Once I was satisfied with the results, I saved the list to a variable:
PACKAGES="$(ls /mnt/var/cache/pacman/pkg/ | sed 's/-/ /' | sort -r | rev | uniq -f 1 | rev | sed 's/ /-/' | sort)"
Then I prepended the full path to each name in the list:
for i in $PACKAGES ; do PACKAGES2="/mnt/var/cache/pacman/pkg/$i $PACKAGES2"; done
At this point, the variable `$PACKAGES2` held a list of the full paths to each package I wanted installed on the system:
pacman -r /mnt -U $PACKAGES2
I also had to use the `--assume-installed` option on one particular Python package that pacman tried (and failed) to download. I figured whatever the package was, it probably wasn't critical for the system to operate, and this flag would allow me to instruct pacman to skip trying to install this particular package. Additionally, I had to make use of the `--overwrite` command to tell pacman to specifically overwrite certain files that already existed (due to me prepopulating the `/usr` directory with a base installation). The --overwrite command took several tries before I had a full list of all the files pacman needed permission to overwrite.

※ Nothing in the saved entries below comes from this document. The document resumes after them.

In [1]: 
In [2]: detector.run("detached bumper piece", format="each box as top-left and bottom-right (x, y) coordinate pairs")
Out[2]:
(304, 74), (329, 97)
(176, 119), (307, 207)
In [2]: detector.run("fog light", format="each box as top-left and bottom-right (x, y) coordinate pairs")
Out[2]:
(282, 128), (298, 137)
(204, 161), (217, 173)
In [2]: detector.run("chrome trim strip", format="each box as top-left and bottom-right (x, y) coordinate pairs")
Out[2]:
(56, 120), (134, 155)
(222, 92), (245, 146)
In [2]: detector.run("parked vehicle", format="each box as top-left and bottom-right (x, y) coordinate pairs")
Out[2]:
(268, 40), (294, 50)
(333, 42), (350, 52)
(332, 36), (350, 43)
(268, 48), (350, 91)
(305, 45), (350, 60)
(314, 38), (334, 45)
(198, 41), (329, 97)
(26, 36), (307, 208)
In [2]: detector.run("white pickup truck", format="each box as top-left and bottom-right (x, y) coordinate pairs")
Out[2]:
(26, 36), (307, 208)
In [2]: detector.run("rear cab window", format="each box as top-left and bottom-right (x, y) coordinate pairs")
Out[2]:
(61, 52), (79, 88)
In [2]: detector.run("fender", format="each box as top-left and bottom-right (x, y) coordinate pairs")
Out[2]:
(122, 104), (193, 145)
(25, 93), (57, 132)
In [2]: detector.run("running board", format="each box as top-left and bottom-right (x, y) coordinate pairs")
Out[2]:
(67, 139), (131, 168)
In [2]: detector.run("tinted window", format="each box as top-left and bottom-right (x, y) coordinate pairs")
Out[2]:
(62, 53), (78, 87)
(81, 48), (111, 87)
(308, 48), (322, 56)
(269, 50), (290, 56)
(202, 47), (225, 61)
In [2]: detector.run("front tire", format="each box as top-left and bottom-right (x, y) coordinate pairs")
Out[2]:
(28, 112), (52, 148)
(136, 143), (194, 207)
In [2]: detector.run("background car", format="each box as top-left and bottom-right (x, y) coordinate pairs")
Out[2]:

Once I successfully reinstalled all the packages in the cache, I decided I would try to `chroot` into the system so I could fully repair the installation from the inside (I couldn't do this before because there would have been no executables for me to run from inside the chroot).
arch-chroot /mnt bash
Inside the chroot, I was able to use pacman to get a list of which files the system had concerns about:
pacman -Qkk
There was quite a lot wrong with the system. I decided I would first try running a full update with `pacman -Syu`, then try reinstalling all packages on the system. Both of these likely required use of the --overwrite flag again (although I admittedly cannot remember).
Running `pacman -Qe > /packagelist.txt` gave me a file with all the packages listed. Trying to install using `pacman -S $(cat /packagelist.txt)` told me which couldn't be found in the repository (due to being installed from other sources, such as the AUR). At that point I just had to go through the `/packages.txt` and delete the 4 or 5 offending packages. Running `pacman -S $(cat /packageslist.txt)` successfully reinstalled all the packages, and `pacman -Qkk` confirmed that there were no malignant files to be found!
At this point, I also reinstalled grub and rebuilt the initramfs. These steps were probably not needed, but I didn't want to reboot into disappointment again, and I wasn't sure if all my "repair" work may have corrupted libraries needed by the ZFS module.
Rebooting was a success!
A lot of initial wisdom I found on the internet said recovering from a deleted `/usr` was not worth the time, and it would probably not result in a stable system even if successful. I found the optimism and DIY attitude of Arch Linux resources really shined in helping me get this problem repaired.
Now, I'm backing up my OS installation nightly. In the future, this would mean recovering would be as easy as booting into an external flash drive and re-copying whatever directories I needed from the backup into place (or even the entire OS).